Bundesverkehrsminister Volker Wissing erörterte am Mittwoch mit Branchenvertretern Probleme wie den massiven Personalmangel. Der Bund will nun in einer Staatssekretärsrunde Schritte diskutieren, um die Lage kurzfristig zu verbessern. Die Regierung bemühe sich nach Kräften, eine Lösung etwa beim Personalmangel zu finden, sagte Regierungssprecher Steffen Hebestreit und räumte zugleich ein: "Aber einfach wird das nicht."

Die Luftfahrt steckt im Dilemma. Mit Abebben der Corona-Pandemie will sie endlich wieder durchstarten. Denn die Reiselust der Menschen ist nach Angaben der Branche enorm. Doch stattdessen sorgen Flugstreichungen, Verspätungen und Warteschlangen für Schlagzeilen. Als Knackpunkt gelten Personalmangel und Engpässe bei Sicherheitskontrollen, Check-in und Flugzeugabfertigung. Laut Flughafenverband ADV ist dort etwa jede fünfte Stelle unbesetzt. Die Branche will rund 2000 Leiharbeiter aus der Türkei holen, um Personallücken zu füllen, und hofft hier auf beschleunigte Verfahren und Rückendeckung der Regierung.
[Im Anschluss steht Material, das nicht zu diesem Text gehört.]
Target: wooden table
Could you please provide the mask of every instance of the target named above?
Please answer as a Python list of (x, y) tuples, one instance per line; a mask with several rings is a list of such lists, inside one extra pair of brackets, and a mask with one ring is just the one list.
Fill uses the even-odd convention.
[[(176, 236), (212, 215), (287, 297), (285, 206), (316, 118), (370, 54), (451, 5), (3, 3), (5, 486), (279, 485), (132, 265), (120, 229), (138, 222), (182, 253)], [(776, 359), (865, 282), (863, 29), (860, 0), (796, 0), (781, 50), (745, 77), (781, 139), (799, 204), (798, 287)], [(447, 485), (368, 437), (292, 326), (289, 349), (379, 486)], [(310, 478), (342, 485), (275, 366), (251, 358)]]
"Die aktuelle Lage im Luftverkehr ist äußerst angespannt", sagte ein Wissing-Sprecher. Während der zwei Corona-Jahre habe die Branche Personal abgebaut und könne jetzt nicht genug Ersatz an Bord holen. Dies sei ein internationales Problem und die EU-Kommission wolle sich demnächst mit den EU-Ländern und der Industrie darüber austauschen. Schnelle Abhilfe gilt hier aber als unwahrscheinlich. Auch Regierungssprecher Hebestreit betonte, alle neuen Mitarbeiter müssten die nötigen Sicherheitsüberprüfungen durchlaufen. Auf die Frage, ob die Bundespolizei Kapazitäten habe, bei Sicherheitskontrollen einzuspringen, sagte ein Sprecher des Bundesinnenministeriums, man schöpfe derzeit alle Möglichkeiten aus, um die zuständigen privaten Dienstleister zu unterstützen. Es sei aber nicht Aufgabe der Bundespolizei, die Sicherheitskontrollen zu machen.

Die Airlines dünnen bereits ihre Flugpläne aus, um die Abläufe zu stabilisieren und ein Chaos zu vermeiden. So streicht die Lufthansa allein für Juli 900 Flüge an den Drehkreuzen in Frankfurt und München, ihre Billigtochter Eurowings kappt mehrere hundert Verbindungen. Der britische Billigflieger Easyjet streicht von Juni bis August vom und zum Berliner Flughafen rund 1000 Flüge.

VIELE KRANKE BEI BODENPERSONAL - "BRANCHE KURZ VORM KOLLAPS"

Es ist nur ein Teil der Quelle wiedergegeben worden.